Moran était l’un des co-auteurs d’une vaste étude qui a produit des cartes numériques montrant la pression que le système alimentaire mondial exerce sur l’environnement et le climat.
« Personne n’a fait cela auparavant, et la cartographie a été une tâche gigantesque », déclare le chercheur. Moran a collaboré avec 16 chercheurs, dont ceux de l’Université de Leeds et de l’Université de Californie à Santa Barbara.
Plus efficace sur le plan environnemental
« Il existe de nombreux aliments différents sur la planète et de nombreuses façons de les produire.

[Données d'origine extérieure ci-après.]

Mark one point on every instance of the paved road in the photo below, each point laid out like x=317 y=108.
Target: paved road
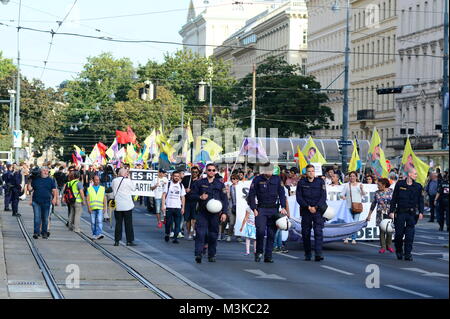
x=341 y=275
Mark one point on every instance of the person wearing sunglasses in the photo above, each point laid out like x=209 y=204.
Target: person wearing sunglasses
x=208 y=223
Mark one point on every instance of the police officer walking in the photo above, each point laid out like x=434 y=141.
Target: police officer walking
x=311 y=196
x=207 y=224
x=406 y=200
x=269 y=191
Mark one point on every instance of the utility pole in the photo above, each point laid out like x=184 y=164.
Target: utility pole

Les conséquences environnementales sont multiples et difficiles à calculer. En comprenant mieux les impacts négatifs, nous pouvons parvenir à une production alimentaire plus efficace sur le plan environnemental. Cela protégera l’environnement et contribuer à garantir que nous avons suffisamment de nourriture pour la population mondiale », déclare Moran.
Lorsque le chercheur utilise le mot efficacité, il fait référence au moindre impact environnemental possible par kilogramme d’aliments produits. La contribution de Moran à l’étude a été de cartographier l’impact environnemental causé par le commerce international.
Les cinq pires délinquants
L’étude montre que cinq pays – la Chine, l’Inde, les États-Unis, le Brésil et le Pakistan – représentent près de la moitié de l’impact environnemental mondial de la production alimentaire. Les chercheurs n’ont pas « couronné » les pays à l’empreinte environnementale la plus faible pour une raison simple : ce sont des pays pauvres qui vivent avec des pénuries alimentaires et la faim.
Les chercheurs ont obtenu des données sur 99 % de toute la production alimentaire dans l’eau et sur terre qui ont été rapportées en 2017. Unique à cette étude, le groupe de recherche a pris en compte les principaux types de pression que la production alimentaire exerce sur l’environnement : émissions de CO2, la consommation d’eau, la destruction des habitats et la pollution.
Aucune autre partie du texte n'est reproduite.